Eugene Wu and I recently taught a 6-day (3 hours per day) course on data literacy basics targeted at computer science undergraduates. Our initial motivation was selfish: as databases researchers, we didn’t have a lot of experience with an end-to-end raw data->data product pipeline. After a few trial runs of our own, we realized certain data processing patterns kept showing up, and saw that we had a small course worth of content on our hands. The important thing here is that even with undergraduate- and graduate-level machine learning, statistics, and database courses under our belts, we still had a lot to learn about working with honest-to-goodness dirty data.

Each module of our course could have had an entire semester dedicated to it, and so we favored basic skills with lots of hands-on experience over intellectual depth and rigor. We kept lectures to 20-30 minutes, giving students the remaining 2.5 hours to go through the labs we set up while we walked around answering questions. Lectures allowed students to know what they were in for at a high level, and the lab portion allowed them to cement those concepts with real datasets, code, and diagrams. All of the course content is available on github, and as an example, here is a direct link to day 1’s lab.

The syllabus we covered was:

Day 1: an end-to-end experience in downloading campaign contribution data from the federal election commission, cleaning it up, and programmatically displaying it using basic charts.
Day 2: visualization/charting skills using election and county health data.
Day 3: statistics to take the hunches they got on day 2 and quantify them, learning about T-Tests and linear regression along the way.
Day 4: text processing/summarization using the Enron email corpus.
Day 5: MapReduce to scale up Day 4’s analysis using Elastic MapReduce on Amazon Web Services. This felt a bit forced, but the students were clamoring for distributed data processing experience.
Day 6: the students teach us something they learned on their own datasets using techniques we’ve taught them.
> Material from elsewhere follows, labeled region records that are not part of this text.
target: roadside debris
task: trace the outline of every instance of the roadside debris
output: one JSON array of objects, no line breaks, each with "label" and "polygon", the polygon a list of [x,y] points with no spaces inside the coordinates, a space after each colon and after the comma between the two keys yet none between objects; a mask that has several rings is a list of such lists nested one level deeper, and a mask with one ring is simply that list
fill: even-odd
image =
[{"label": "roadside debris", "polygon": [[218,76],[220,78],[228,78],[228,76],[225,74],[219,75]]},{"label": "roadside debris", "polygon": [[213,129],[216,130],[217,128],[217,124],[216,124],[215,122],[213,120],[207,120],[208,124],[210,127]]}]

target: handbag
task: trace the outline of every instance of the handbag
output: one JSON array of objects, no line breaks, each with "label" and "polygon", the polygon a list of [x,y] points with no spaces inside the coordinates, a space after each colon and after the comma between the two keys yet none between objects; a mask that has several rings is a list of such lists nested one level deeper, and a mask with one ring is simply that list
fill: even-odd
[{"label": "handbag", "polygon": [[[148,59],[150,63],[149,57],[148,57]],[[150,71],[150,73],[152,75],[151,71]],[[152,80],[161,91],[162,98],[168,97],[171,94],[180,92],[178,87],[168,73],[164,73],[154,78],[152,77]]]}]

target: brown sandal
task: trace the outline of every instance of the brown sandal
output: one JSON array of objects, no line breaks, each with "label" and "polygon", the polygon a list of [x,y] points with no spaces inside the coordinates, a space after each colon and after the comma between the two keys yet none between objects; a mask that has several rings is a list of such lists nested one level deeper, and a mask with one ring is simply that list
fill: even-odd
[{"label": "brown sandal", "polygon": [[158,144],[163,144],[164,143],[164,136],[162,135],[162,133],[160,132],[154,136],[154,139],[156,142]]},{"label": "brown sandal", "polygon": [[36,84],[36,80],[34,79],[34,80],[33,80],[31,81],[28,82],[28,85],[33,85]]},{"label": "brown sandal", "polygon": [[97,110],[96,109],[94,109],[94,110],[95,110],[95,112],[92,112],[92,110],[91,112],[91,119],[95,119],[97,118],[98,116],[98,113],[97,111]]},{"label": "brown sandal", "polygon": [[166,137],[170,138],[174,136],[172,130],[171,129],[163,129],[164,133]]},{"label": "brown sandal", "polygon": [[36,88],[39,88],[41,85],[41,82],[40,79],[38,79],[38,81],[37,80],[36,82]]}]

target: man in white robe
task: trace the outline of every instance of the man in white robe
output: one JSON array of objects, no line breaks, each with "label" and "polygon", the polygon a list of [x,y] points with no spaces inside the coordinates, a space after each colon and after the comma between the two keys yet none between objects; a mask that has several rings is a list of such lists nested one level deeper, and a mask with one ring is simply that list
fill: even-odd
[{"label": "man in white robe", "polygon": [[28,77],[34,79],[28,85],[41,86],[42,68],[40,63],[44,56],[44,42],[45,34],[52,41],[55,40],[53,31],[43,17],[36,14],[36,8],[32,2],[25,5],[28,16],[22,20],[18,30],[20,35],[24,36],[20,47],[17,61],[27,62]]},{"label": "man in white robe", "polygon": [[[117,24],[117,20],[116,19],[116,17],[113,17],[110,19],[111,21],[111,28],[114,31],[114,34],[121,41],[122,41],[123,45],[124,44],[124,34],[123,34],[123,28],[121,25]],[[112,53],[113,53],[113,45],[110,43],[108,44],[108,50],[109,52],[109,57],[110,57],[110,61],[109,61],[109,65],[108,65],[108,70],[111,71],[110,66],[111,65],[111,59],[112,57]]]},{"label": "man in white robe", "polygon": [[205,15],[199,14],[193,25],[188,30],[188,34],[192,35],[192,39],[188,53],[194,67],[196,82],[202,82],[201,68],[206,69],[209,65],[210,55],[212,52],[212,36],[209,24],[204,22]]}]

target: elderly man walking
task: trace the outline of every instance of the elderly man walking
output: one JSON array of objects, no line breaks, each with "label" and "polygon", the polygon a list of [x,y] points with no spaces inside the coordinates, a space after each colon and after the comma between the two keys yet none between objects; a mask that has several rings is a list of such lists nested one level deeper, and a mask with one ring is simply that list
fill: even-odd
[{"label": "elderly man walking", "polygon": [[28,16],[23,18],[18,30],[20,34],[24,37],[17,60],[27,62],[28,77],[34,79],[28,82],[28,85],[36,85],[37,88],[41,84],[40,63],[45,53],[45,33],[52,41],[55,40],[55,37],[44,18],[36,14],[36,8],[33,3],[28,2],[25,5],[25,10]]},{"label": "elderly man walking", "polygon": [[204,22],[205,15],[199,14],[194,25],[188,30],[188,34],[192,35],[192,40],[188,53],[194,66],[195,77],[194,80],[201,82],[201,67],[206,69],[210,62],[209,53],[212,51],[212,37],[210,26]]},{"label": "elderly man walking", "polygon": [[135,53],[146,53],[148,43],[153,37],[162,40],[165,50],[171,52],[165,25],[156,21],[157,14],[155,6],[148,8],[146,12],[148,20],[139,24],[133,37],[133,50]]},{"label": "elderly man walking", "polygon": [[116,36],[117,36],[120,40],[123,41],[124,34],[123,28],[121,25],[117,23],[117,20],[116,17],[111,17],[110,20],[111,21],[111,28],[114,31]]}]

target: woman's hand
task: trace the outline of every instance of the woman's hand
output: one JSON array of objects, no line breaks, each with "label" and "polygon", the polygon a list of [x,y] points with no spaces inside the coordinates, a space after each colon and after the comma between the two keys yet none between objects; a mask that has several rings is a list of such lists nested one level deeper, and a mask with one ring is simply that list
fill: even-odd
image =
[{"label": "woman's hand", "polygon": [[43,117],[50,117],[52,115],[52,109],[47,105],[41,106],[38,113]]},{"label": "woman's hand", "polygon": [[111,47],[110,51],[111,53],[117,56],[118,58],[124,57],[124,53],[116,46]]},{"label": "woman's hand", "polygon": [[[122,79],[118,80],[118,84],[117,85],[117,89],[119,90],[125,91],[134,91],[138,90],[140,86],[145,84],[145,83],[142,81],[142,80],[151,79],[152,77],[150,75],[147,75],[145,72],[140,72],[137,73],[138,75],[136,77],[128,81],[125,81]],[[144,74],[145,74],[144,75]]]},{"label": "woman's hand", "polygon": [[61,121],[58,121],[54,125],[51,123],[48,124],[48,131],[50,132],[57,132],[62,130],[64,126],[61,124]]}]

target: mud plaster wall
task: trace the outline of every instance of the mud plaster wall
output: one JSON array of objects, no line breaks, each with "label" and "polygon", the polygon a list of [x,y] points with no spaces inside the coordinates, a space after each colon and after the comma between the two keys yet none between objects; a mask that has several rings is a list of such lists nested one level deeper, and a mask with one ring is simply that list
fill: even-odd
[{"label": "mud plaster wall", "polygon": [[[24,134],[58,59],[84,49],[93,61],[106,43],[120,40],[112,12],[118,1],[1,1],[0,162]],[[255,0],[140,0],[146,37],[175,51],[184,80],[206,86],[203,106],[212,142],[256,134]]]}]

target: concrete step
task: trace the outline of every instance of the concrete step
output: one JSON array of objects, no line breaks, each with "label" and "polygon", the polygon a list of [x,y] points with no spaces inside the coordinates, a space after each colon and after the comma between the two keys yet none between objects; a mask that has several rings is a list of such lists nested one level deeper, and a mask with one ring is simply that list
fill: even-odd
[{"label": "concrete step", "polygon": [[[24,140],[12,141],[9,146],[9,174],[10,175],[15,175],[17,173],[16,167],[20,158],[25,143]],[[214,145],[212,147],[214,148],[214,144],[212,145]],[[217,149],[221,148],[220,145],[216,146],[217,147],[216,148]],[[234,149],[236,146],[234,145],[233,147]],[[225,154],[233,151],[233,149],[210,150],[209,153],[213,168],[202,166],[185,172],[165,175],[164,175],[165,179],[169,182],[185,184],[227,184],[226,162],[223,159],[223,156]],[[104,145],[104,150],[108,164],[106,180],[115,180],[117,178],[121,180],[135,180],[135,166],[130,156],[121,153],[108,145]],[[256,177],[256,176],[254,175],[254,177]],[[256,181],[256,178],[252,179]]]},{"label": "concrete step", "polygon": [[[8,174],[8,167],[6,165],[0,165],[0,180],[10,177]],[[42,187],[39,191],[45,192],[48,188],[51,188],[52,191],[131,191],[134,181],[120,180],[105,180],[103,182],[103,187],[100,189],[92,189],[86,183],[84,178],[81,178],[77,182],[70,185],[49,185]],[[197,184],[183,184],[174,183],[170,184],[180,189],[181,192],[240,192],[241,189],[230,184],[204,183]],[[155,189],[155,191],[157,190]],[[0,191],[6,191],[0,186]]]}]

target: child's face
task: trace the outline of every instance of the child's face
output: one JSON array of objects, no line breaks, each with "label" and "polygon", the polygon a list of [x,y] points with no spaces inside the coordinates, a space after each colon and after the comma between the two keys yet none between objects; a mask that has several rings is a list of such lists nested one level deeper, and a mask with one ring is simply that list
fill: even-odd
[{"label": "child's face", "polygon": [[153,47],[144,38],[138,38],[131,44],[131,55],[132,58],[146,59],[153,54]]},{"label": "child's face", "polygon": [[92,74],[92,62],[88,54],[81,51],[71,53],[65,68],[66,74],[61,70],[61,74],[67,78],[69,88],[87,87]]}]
While we set out to give computer science students with familiarity in python programming a dive into data, we ended up with folks from the physical sciences, doctors, and a few social scientists who had their own datasets to answer questions about. The last day allowed them to experiment with their new skills on their own data. Attendance on this day was lower than the previous days: the majority of the folks in attendance on day 6 were on the more experienced end, and I suspect that the undergrads, who were not yet exposed to data problems of their own, didn’t find it as engaging. It would be interesting to see how to develop course content that allows self-directed data science for students who still need a bit more inspiration.

I should also say that our attempt is not the first one to bring data to the classroom.Jeff Hammerbacher and Mike Franklin at Berkeley have a wonderful semester-length course on data science. The high-level outline of the course seems similar, but they get farther into data product design, and jump into each topic in more depth. Their resources page has a nice set of links to other educational efforts worth checking out.